Irredeemable

Government committee again delays norms for soft drinks

 
Last Updated: Saturday 04 July 2015

another round of prevarications and delay tactics has hit the process of setting pesticide residue standards for soft drinks and carbonated beverages. Nearly 10 months after the Joint Parliamentary Committee (jpc) endorsed the findings of the Centre for Science and Environment (cse) on pesticide residues in soft drinks (see 'A lie is nailed', Down To Earth, February 29, 2004), the Central Committee for Food Standards (ccfs) met in New Delhi on November 19, 2004, ostensibly to fix these standards. But it instead referred the matter to another expert committee, which has not been constituted fully yet. The ccfs, under the Union ministry of health and family welfare (mohfw), is the country's apex technical body to set food standards.

The ccfs meeting did not even discuss in detail the setting up of the standards. When the agenda came up for consideration, it was immediately decided that the matter be referred to the expert group. Although some members attempted to discuss the dangers of pesticides in soft drinks, the urgency to take a specific, time-bound decision was missing. Earlier, cse had sent a detailed letter to all ccfs members outlining key issues of concern, which it felt should be discussed at the meeting. But the letter went completely unacknowledged.

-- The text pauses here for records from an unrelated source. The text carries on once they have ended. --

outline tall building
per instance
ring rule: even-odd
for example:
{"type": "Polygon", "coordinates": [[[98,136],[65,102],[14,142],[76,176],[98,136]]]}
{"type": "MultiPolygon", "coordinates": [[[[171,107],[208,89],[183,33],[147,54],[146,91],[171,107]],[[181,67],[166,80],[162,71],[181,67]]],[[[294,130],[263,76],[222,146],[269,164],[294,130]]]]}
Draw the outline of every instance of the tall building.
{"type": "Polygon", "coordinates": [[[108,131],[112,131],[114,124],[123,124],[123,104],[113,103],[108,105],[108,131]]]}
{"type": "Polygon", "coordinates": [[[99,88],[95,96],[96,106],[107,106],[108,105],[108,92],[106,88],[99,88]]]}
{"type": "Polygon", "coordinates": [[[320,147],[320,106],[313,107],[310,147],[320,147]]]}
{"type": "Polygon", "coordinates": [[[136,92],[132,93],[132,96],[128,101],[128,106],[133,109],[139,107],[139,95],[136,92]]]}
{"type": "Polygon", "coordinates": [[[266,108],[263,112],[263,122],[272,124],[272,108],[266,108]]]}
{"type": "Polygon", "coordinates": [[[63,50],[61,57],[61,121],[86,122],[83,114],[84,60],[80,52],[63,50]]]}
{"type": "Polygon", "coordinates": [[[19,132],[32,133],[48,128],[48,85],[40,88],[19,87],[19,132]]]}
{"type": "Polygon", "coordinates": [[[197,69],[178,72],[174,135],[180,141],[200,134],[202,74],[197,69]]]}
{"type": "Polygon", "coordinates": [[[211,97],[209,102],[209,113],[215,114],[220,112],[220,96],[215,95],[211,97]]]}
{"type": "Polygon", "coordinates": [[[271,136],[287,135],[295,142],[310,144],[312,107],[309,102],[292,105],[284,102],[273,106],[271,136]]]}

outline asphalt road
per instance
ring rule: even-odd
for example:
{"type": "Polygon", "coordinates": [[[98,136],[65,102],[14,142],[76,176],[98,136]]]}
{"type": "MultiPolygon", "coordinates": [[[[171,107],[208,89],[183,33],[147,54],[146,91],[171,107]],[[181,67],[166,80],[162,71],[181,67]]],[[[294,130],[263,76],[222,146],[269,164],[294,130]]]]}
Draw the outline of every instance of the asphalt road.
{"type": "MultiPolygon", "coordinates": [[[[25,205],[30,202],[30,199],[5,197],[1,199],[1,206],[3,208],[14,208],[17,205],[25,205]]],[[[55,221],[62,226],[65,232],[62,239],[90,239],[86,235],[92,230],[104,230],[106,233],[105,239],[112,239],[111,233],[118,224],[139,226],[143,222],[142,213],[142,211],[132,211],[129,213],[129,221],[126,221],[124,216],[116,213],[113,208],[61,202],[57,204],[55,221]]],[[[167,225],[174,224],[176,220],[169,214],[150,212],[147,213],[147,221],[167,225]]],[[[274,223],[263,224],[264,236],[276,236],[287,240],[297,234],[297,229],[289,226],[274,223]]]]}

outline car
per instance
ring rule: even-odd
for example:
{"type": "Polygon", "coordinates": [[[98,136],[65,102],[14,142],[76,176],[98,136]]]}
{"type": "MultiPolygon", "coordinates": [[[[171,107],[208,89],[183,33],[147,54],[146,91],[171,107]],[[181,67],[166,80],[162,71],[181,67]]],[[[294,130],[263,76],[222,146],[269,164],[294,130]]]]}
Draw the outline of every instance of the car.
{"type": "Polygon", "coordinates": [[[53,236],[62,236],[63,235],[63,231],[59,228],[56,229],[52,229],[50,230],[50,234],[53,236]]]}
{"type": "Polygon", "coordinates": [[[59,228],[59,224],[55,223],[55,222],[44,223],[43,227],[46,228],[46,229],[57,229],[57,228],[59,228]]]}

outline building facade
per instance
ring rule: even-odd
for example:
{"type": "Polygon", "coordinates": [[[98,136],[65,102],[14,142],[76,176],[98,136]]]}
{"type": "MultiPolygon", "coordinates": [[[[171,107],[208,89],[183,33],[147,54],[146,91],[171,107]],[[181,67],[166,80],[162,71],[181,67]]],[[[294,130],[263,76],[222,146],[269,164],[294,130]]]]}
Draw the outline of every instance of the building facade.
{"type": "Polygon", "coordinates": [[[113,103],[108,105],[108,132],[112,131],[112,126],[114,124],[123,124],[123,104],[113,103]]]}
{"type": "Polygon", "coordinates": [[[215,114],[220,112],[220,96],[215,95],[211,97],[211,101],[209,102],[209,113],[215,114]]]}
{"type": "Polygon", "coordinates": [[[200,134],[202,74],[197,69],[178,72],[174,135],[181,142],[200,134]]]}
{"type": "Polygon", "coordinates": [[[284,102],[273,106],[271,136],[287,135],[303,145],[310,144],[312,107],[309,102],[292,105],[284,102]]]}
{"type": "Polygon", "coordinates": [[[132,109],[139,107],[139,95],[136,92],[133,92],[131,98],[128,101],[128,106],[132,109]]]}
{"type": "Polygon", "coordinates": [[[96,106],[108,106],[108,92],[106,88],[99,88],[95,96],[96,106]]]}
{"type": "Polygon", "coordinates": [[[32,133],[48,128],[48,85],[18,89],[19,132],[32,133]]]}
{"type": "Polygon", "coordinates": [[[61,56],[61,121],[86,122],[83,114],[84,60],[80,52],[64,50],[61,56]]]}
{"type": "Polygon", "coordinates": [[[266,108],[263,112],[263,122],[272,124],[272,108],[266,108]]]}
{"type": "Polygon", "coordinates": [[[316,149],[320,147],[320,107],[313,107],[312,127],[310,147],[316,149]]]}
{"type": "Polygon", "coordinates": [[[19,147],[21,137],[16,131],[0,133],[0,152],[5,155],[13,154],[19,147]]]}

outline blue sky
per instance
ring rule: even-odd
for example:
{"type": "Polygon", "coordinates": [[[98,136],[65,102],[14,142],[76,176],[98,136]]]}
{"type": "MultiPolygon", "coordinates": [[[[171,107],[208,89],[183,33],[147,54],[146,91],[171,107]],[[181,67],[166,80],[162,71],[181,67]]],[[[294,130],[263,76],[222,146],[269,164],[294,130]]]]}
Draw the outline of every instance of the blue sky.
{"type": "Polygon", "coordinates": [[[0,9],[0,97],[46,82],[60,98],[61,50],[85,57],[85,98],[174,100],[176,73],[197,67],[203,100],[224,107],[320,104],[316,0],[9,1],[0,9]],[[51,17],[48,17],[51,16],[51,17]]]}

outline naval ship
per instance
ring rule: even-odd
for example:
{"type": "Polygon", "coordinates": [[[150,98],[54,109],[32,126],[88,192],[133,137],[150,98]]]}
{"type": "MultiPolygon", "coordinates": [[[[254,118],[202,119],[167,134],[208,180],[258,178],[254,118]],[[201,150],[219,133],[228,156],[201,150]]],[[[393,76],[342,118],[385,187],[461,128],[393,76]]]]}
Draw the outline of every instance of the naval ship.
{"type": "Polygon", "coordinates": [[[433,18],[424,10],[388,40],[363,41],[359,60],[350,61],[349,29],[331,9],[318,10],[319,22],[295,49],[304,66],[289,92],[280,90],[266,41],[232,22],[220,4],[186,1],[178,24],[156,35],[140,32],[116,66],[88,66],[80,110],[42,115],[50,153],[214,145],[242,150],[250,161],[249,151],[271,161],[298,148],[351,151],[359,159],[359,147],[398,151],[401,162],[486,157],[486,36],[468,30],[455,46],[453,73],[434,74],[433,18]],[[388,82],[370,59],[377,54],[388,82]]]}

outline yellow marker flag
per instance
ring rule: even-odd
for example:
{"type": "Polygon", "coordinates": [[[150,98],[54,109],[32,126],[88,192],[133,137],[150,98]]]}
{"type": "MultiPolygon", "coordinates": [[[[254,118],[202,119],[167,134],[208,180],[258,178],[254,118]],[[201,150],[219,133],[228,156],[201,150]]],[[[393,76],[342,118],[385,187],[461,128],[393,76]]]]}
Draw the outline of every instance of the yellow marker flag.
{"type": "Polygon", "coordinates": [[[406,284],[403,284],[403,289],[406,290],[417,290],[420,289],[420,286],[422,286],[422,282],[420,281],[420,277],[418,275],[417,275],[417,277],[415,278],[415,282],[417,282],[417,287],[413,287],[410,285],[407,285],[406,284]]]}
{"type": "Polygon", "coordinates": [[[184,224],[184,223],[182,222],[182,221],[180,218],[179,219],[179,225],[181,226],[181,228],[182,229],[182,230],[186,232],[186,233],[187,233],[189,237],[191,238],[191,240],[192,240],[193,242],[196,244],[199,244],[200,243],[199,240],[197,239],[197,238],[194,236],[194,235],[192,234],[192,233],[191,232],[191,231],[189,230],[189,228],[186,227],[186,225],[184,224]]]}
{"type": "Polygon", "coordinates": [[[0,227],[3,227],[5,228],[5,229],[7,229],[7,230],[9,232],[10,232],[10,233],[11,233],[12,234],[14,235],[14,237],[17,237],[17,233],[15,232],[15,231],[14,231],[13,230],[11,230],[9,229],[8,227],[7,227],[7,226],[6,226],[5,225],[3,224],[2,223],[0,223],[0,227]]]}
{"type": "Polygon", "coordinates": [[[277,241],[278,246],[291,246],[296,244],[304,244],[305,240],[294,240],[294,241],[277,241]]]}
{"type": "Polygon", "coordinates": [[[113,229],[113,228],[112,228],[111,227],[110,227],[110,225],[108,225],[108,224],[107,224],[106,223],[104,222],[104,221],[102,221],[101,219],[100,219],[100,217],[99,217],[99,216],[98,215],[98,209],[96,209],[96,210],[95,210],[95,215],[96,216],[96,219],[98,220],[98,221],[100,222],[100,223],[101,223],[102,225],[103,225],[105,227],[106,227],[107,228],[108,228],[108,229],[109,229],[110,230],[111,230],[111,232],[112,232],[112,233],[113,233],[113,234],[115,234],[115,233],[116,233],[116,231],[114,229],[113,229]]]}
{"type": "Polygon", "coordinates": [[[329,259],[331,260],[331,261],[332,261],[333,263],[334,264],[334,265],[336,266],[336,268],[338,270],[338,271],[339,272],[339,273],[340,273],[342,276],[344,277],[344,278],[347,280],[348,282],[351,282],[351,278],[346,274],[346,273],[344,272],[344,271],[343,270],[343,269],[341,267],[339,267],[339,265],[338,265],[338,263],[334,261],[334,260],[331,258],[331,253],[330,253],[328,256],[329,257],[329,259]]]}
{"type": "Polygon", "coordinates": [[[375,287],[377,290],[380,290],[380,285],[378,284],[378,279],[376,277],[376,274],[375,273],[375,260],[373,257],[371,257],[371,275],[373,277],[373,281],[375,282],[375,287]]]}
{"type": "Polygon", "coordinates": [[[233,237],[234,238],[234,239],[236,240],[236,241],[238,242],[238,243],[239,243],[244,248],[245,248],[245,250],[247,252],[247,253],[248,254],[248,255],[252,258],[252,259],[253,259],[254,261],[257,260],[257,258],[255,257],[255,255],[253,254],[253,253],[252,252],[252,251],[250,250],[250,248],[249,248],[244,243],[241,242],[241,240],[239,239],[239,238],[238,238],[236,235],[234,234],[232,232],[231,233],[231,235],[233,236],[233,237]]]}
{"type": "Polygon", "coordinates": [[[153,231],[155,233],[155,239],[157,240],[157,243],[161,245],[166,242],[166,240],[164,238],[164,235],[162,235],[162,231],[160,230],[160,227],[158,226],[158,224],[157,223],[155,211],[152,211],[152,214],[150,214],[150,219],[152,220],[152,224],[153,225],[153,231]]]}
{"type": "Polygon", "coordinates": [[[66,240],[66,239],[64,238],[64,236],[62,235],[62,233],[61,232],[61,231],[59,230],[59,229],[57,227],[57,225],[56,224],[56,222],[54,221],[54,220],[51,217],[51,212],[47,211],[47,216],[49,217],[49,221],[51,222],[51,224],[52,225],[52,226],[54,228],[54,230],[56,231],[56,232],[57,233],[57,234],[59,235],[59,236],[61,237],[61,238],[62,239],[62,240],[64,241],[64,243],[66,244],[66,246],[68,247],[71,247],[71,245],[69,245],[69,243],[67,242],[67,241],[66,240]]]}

The development is not surprising in view of ccfs ' track record. In March 2004, the issue of setting final product standards for soft drinks was taken up by the Pesticide Residue Sub-Committee (prsc) of the ccfs. The prsc invited 21 'stakeholders' to present their views on the matter, including Coca-Cola, PepsiCo and soft drink associations, but excluding the cse (see 'Slow off the mark', , March 15, 2004), which had first exposed the presence of pesticides in soft drinks (see 'Colonisation's dirty dozen', Down To Earth, August 15, 2003). Other non-governmental organisations and consumer groups were also ignored. In June 2004, the prsc delayed the fixing of standards by deciding to undertake a nation-wide monitoring of soft drinks to test for pesticide residues. It recommended the creation of another expert group to work out the modalities of the exercise (see 'Fizzically Unfit', Down To Earth, July 31, 2004). The ccfs was to decide on these recommendations of the prsc at the recent meeting, but it passed the buck to a partially existent expert group.

S R Gupta, deputy director general, Prevention of Food Adulteration, mohfw, says: "We have requested N K Ganguly [director general, Indian Council of Medical Research] to chair the expert group." The ccfs meeting also sidestepped the issue of setting standards for caffeine levels in soft drinks by referring it to a sub-committee. Other recommendations of the jpc were also forwarded to various committees.